Following the interview, Vidal was asked if he had a laptop computer. He responded that he did, and that it was at his office. Vidal consented to a search of his office and signed a written consent form, although he testified that he did not know what he was signing. Vidal accompanied two agents to his office, riding in the front seat of an agent’s car. He testified that he felt that he was “directed [] to the car” and under arrest, and that he was nervous. After the search, the agents drove Vidal back home.

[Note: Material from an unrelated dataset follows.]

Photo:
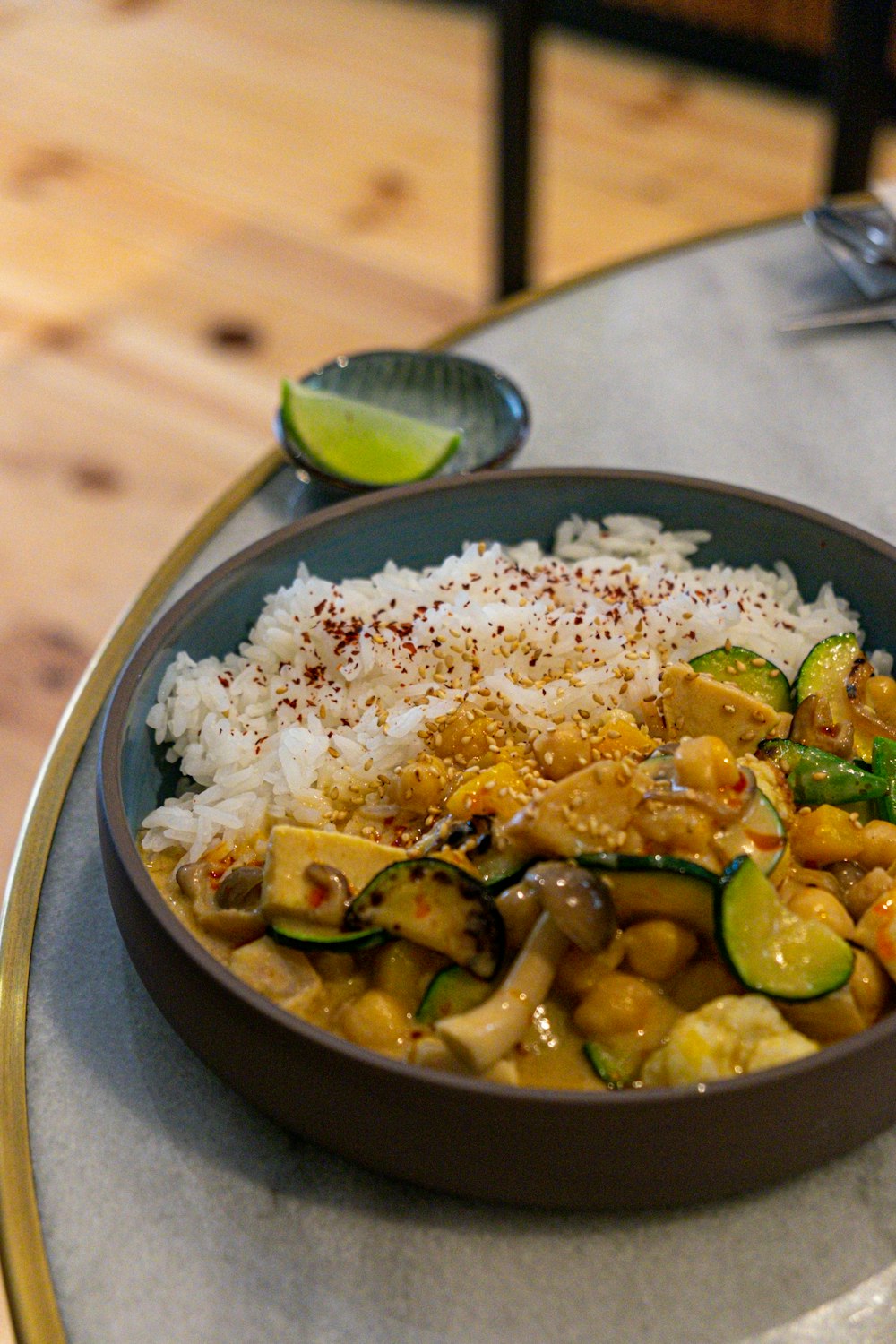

Vidal moved to suppress the statements during the interview on the ground that he was in custody and interrogated but was never read his Miranda rights. The Honorable Harold A. Ackerman held a suppression hearing and determined that Vidal was not in custody, when he was concededly interrogated, and denied his motion. Vidal was subsequently convicted by a jury before the Honorable Joel A. Pisano1 in July 2002 and was sentenced by Judge Pisano in December 2002 to 41 months on the Hobbs Act counts, and 36 months on the false tax returns counts, sentences to run concurrently. He now appeals.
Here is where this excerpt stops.